Al 6B: Independently, the NRC inspection staff is reviewing the technical evaluation reports on the UT data but, based on a review of approved UT data sheets, the measurements were within the established acceptance criteria. The NRC staff also confirmed that the acceptance criteria met the current licensing basis - the 3-D analysis is to confirm margins reflected in the current licensing basis; but, at this point, it is not designed to replace it.

The UT measurements were independent of the on-going coating and moisture barrier seal re-work.

Q1 7: So, what is left to be done on the inspection; why not just exit before startup Al 7: As a part of the inspection process, the inspectors were to review the documentation of results as presented by Amergen.

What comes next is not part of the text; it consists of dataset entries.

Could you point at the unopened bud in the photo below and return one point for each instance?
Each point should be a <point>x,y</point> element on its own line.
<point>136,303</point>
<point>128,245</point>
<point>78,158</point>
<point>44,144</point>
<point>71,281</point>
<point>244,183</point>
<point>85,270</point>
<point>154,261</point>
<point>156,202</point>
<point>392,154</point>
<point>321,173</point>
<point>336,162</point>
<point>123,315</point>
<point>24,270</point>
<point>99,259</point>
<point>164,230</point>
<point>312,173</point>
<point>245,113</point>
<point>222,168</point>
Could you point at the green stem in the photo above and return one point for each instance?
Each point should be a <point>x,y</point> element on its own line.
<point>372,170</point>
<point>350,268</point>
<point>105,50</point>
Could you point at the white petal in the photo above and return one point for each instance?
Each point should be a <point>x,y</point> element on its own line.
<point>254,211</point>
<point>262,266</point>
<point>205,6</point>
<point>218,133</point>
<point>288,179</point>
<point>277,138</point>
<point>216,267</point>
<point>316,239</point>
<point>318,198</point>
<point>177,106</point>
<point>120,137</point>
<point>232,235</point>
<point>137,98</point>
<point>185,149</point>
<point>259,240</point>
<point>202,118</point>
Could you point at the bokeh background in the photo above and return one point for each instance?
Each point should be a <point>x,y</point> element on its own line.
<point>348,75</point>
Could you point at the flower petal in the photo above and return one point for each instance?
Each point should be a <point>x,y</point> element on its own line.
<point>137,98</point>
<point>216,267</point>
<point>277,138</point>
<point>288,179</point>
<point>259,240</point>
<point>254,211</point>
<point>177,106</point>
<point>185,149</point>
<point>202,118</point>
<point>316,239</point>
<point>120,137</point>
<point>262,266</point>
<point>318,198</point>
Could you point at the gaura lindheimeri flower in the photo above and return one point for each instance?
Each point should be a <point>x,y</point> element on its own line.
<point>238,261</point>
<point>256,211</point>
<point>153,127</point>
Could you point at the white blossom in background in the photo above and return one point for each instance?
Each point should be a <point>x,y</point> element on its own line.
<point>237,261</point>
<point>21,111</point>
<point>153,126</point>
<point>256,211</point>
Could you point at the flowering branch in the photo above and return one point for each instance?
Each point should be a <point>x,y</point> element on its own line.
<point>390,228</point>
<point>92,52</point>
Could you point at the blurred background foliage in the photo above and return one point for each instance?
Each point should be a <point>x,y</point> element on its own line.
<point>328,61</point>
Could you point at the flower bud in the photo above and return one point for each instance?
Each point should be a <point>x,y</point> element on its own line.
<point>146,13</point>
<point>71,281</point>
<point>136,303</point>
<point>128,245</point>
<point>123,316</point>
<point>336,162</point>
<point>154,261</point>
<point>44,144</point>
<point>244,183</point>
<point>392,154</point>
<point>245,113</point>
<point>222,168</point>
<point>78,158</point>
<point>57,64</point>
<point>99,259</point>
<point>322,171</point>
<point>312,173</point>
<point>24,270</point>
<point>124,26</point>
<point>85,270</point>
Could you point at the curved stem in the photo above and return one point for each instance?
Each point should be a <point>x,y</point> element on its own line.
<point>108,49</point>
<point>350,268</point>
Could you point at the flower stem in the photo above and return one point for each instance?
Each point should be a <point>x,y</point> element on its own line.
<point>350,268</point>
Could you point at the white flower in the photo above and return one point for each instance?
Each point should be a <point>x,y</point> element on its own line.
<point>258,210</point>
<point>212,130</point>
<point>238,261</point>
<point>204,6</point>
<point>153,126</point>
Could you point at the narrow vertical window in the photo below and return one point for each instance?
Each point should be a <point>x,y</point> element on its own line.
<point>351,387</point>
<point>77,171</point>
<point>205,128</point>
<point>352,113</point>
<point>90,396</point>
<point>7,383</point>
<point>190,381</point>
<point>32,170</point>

Among documentation for other non-drywell related license renewal commitments, the review is to include a confirmation that:

For Bay 11 Epoxy Coating Problem:

1. Amergen visual inspections were adequate to detect blisters by observing rust stains.
2. The blistered were repaired
3. Inspections performed every four years remain adequate to detect blisters before significant corrosion occurs.
4. Current visual inspection procedure, including acceptance criteria, is adequate to perform the intended functions as noted above.

For the Bay 3 Moisture Seal Problem:

1. Insignificant amount of material was lost from the drywell shell due to corrosion
2. The moisture barrier and drywell coating in the area were repaired
3. Current visual inspection procedure, including acceptance criteria, is adequate to perform the intended functions as noted above.